A fisherman has described the moment a killer whale barged into his boat in Shetland.
Dutchman Dr Wim Rutten, 72, had just set sail from Lerwick when the incident happened. It is believed to have been the first Orca attack of its kind in UK waters.
The experienced yachtsman was sailing in the sea fishing for mackerel when the whale rammed into his boat's stern, reports the Daily Mirror.
He said: "What I felt most frightening was the very loud breathing of the animal."
Dr Rutten explained that he had heard about "Portuguese accidents" and was very concerned.

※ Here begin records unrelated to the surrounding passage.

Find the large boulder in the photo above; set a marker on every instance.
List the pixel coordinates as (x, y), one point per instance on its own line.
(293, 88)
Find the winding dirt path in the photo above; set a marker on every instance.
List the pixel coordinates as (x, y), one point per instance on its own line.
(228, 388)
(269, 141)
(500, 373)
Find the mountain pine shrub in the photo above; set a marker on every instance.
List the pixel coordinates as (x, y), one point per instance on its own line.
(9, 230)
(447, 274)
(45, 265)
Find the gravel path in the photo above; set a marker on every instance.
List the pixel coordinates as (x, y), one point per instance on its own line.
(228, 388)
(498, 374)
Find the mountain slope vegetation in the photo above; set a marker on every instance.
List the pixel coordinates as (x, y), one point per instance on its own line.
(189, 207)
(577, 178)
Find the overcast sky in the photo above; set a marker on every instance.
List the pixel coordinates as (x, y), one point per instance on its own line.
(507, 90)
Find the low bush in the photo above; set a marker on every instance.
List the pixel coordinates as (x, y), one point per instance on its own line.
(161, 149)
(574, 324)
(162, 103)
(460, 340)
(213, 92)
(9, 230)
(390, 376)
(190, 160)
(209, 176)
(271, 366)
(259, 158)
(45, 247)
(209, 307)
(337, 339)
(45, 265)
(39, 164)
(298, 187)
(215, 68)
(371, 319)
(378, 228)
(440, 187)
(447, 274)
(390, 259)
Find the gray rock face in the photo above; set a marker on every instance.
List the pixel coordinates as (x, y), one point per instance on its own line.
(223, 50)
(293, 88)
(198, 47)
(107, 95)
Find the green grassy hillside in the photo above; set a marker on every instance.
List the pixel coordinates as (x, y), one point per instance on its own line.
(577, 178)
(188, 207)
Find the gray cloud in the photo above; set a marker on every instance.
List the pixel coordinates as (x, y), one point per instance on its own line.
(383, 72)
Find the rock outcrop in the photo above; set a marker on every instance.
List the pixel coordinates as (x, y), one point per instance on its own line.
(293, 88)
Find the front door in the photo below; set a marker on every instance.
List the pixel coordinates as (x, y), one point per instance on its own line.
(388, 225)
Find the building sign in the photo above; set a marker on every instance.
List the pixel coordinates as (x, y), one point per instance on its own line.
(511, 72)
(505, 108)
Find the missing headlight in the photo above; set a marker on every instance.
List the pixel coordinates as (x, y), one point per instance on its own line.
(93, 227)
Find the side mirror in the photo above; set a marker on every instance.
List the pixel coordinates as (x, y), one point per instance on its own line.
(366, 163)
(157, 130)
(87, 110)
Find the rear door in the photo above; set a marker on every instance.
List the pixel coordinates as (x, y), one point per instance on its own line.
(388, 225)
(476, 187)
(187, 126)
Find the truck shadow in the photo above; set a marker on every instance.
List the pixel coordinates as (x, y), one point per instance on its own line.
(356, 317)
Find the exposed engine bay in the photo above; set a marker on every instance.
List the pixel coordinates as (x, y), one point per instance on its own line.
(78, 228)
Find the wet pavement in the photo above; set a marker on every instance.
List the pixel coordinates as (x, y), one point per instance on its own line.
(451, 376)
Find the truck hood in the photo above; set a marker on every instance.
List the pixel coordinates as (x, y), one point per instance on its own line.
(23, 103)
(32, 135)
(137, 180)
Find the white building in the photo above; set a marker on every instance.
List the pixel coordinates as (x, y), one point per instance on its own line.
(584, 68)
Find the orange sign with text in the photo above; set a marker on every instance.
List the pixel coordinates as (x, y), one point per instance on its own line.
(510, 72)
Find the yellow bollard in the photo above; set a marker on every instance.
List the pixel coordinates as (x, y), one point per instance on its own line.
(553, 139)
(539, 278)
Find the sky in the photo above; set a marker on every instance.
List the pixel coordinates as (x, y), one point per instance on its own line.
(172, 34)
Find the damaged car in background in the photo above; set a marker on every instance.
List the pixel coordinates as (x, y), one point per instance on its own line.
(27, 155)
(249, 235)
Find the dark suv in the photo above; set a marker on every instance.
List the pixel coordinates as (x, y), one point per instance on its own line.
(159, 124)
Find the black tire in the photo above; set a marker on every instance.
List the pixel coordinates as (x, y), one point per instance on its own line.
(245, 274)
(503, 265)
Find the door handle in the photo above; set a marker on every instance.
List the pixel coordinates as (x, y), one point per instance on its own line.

He said he first noticed the huge whale behind his boat, before it "disappeared but came back at fast speed, twice or thrice and circled a bit."
He told The Guardian that he was not sure whether the mammal wanted "to play, or look me in the eyes, or to get rid of the fishing line."
Experts believe the recent spate of attacks that have seen the whales ram and sink boats in the Iberian Peninsula could be down to the creatures seeking to avenge their matriarch after she was struck by fishermen.
Hundreds of coordinated attacks on boats have been reported since 2020. Two similar incidents were reported in Gibraltar earlier this month. In one, an orca destroyed the rudder of the vessel, leaving its crew adrift off the coast.
Captain of the 48-foot catamaran, Daniel Kriz, said he noticed the "unusual motion of the boat" before spotting a pod of four or five orcas.
And elsewhere in June, Captain Iain Hamilton was marooned in a harbour near Gibraltar after a pod of five whales wrecked both of his boats' rudders in what he described as a "choreographed" assault that left the vessel "very vulnerable and in a very dangerous situation".
Scientists say the two incidents are likely to be related to a "critical moment of agony" suffered by group leader White Gladis, who either collided with a boat or became entangled with a fishing line.
Marine biologist Alfredo Lopez Fernandez believes the incident may have caused the whale to become more aggressive, and resulted in other Orcas copying her behaviour.
He told livescience.com: "That traumatised orca is the one that started this behaviour of physical contact with the boat.
"We do not interpret that the orcas are teaching the young, although the behaviour has spread to the young vertically, simply by imitation, and later horizontally among them, because they consider it something important in their lives."